Frank Fogarty had earned his nickname in his younger years when he commanded a tugboat in New York Harbor. That was before his quick rise in the shipbuilding industry where he got the reputation as a wartime expediter that led to his cabinet appointment.
"Is this the gadget?" Don heard Fogarty say.
"Yes, sir."
"Okay. Sergeant Cort?" Fogarty boomed. "Can you hear me?" It was no wonder they called him Foghorn.
"Yes, sir," Don said, wincing.
"Fine. You've been doing a topnotch job. Don't think I don't know what's been going on. I've heard the tapes. Now, son, are you ready for a little action? We're going to stir them up at State."
"Yes, sir," Don said again.
"Good. Then stand up. No, better not if Superior is still gyrating. Just raise your right hand and I'll give you a field promotion to major. Temporary, of course. I can do that, can't I, General?"
Apparently the Chief of Staff was there, and agreed.
"Right," Fogarty said. "Now, Sergeant, repeat after me...."

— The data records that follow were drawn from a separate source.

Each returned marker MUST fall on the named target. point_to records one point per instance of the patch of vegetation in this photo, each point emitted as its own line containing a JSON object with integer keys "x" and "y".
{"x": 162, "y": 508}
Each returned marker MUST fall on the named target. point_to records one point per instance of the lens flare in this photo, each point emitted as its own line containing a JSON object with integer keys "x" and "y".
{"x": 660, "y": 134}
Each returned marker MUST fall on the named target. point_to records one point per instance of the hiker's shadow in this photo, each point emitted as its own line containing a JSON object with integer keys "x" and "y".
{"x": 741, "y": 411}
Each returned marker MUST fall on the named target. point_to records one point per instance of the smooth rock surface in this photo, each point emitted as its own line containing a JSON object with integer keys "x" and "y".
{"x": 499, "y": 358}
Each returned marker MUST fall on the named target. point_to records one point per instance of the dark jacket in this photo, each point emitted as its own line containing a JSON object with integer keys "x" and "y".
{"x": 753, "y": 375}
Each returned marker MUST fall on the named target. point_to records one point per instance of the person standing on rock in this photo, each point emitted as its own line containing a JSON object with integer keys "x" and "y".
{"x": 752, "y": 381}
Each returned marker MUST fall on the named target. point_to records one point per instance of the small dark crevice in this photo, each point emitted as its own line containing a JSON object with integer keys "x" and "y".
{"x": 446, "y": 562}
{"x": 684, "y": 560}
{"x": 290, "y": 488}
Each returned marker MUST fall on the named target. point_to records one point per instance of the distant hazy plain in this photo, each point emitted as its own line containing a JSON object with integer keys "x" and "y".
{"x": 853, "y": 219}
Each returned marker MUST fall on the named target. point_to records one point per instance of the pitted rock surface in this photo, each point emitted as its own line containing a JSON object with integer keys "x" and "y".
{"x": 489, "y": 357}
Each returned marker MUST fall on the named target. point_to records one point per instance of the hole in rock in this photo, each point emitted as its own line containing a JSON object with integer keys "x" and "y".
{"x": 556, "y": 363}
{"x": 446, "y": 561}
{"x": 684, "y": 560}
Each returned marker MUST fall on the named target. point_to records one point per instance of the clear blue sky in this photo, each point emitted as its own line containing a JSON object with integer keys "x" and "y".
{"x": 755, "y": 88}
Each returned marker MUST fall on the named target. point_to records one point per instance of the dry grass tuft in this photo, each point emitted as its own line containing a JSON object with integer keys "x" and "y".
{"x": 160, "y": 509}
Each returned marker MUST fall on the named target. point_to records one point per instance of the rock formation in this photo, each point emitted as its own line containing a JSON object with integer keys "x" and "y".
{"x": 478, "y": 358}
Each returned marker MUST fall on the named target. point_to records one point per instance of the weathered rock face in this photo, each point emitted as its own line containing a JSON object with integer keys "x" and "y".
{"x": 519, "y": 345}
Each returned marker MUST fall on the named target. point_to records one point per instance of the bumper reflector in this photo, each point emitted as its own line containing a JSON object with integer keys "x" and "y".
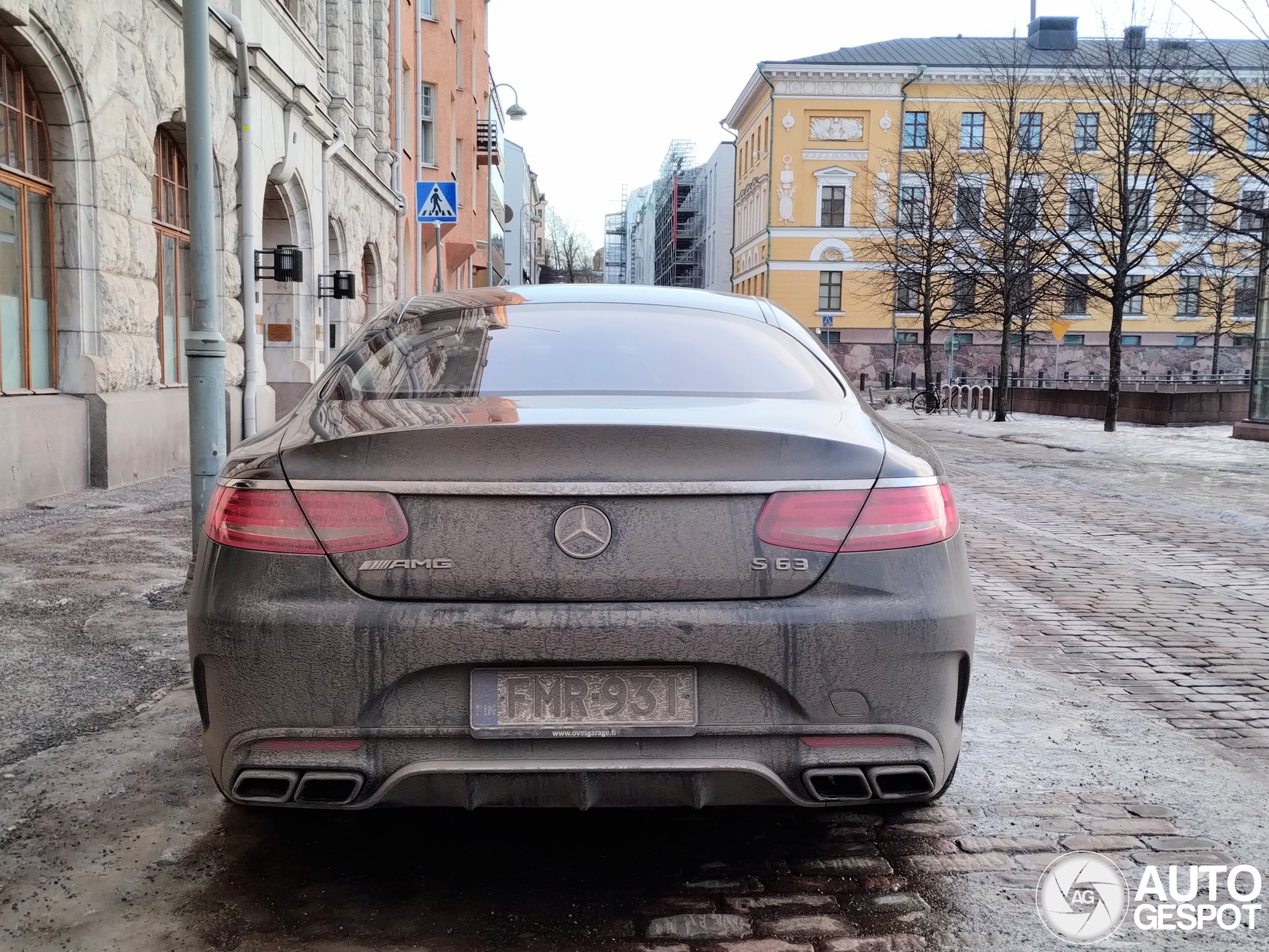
{"x": 309, "y": 744}
{"x": 857, "y": 740}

Don, too overwhelmed to say anything else, repeated after him.
"Now then, Major Cort, we're going to present the State Department with what they would call a fait accompli. You are now Military Governor of Superior, son, with all the power of the U.S. Defense Establishment behind you. A C-97 troop carrier plane is loading. I'll give you the ETA as soon as I know it. A hundred paratroopers. Arrange to meet them at the golf course, near the blimp. And if Senator Thebold tries to interfere—well, handle him tactfully. But I think he'll go along. He's got his headlines and by now he should have been able to find his missing lady friend. Help him in that personal matter if you can. As for Hector Civek and Osbert Garet, be firm. I don't think they'll give you any trouble."